Update the project notebooks

kellyjadams · kellyjadams · commit 0b27d03a6d94 · 2024-06-06T22:50:41.000-07:00
Update explanations and fixed typos.
diff --git a/3_Project/1_EDA_Intro.ipynb b/3_Project/1_EDA_Intro.ipynb
@@ -69,53 +69,10 @@
   },
   {
    "cell_type": "code",
-   "execution_count": 1,
+   "execution_count": null,
    "id": "f3dac2c7",
    "metadata": {},
-   "outputs": [
-    {
-     "data": {
-      "application/vnd.jupyter.widget-view+json": {
-       "model_id": "d128595bf3844deaa2d23932ca313c0f",
-       "version_major": 2,
-       "version_minor": 0
-      },
-      "text/plain": [
-       "Downloading readme:   0%|          | 0.00/28.0 [00:00<?, ?B/s]"
-      ]
-     },
-     "metadata": {},
-     "output_type": "display_data"
-    },
-    {
-     "data": {
-      "application/vnd.jupyter.widget-view+json": {
-       "model_id": "32c68ae095ef486ca9ace3fa2c7b0ad5",
-       "version_major": 2,
-       "version_minor": 0
-      },
-      "text/plain": [
-       "Downloading data:   0%|          | 0.00/231M [00:00<?, ?B/s]"
-      ]
-     },
-     "metadata": {},
-     "output_type": "display_data"
-    },
-    {
-     "data": {
-      "application/vnd.jupyter.widget-view+json": {
-       "model_id": "44f90b12d99a4d23b34120b6fdcf8bb6",
-       "version_major": 2,
-       "version_minor": 0
-      },
-      "text/plain": [
-       "Generating train split:   0%|          | 0/785741 [00:00<?, ? examples/s]"
-      ]
-     },
-     "metadata": {},
-     "output_type": "display_data"
-    }
-   ],
+   "outputs": [],
    "source": [
     "# Importing Libraries\n",
     "import ast\n",
diff --git a/3_Project/2_Skill_Demand.ipynb b/3_Project/2_Skill_Demand.ipynb
@@ -755,7 +755,7 @@
    "cell_type": "markdown",
    "metadata": {},
    "source": [
-    "Filters and sorts a DataFrame to get the top 10 skills percentages for these top 3 roles. After sorting the skills by descending percentage, reverse the order of these top 5 entries to use in a horizontal bar plot, which by default starts plotting from the bottom."

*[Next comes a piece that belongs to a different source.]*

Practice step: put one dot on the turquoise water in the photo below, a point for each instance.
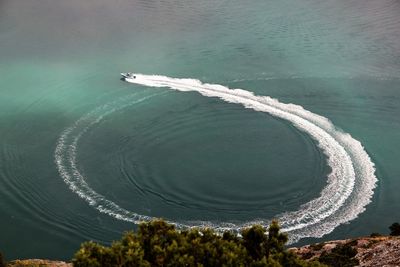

+    "Filters and sorts a DataFrame to get the top 5 skills percentages for these top 3 roles. After sorting the skills by descending percentage, reverse the order of these top 5 entries to use in a horizontal bar plot, which by default starts plotting from the bottom."
    ]
   },
   {
diff --git a/3_Project/3_Skills_Trend.ipynb b/3_Project/3_Skills_Trend.ipynb
@@ -65,7 +65,7 @@
    "cell_type": "markdown",
    "metadata": {},
    "source": [
-    "Select only those job postings that are for Data Analysts and then extracts the month from each job's posting date to see when jobs are listed. Next, converts a column that lists skills into a usable list format. Finally, it rearranges the data so that each skill from the list gets its own row."
+    "Select only those job postings that are for Data Analysts and the job country is the United States. Then extract the month from each job's posting date to see when jobs are listed. Next, converts a column that lists skills into a usable list format. Finally, it rearranges the data so that each skill from the list gets its own row."
    ]
   },
   {
@@ -89,7 +89,7 @@
    "source": [
     "### Pivot in Prep for Plotting\n",
     "\n",
-    "Create a pivot table from the `df_DA_US_explode`, setting 'month' as the index, `job_skills` as the columns, and fills missing entries with zero. It adds a new row labeled `Total` that sums up counts across all months for each skill. Finally, it reorders the columns based on the total counts, displaying them from highest to lowest, and shows the updated pivot table. "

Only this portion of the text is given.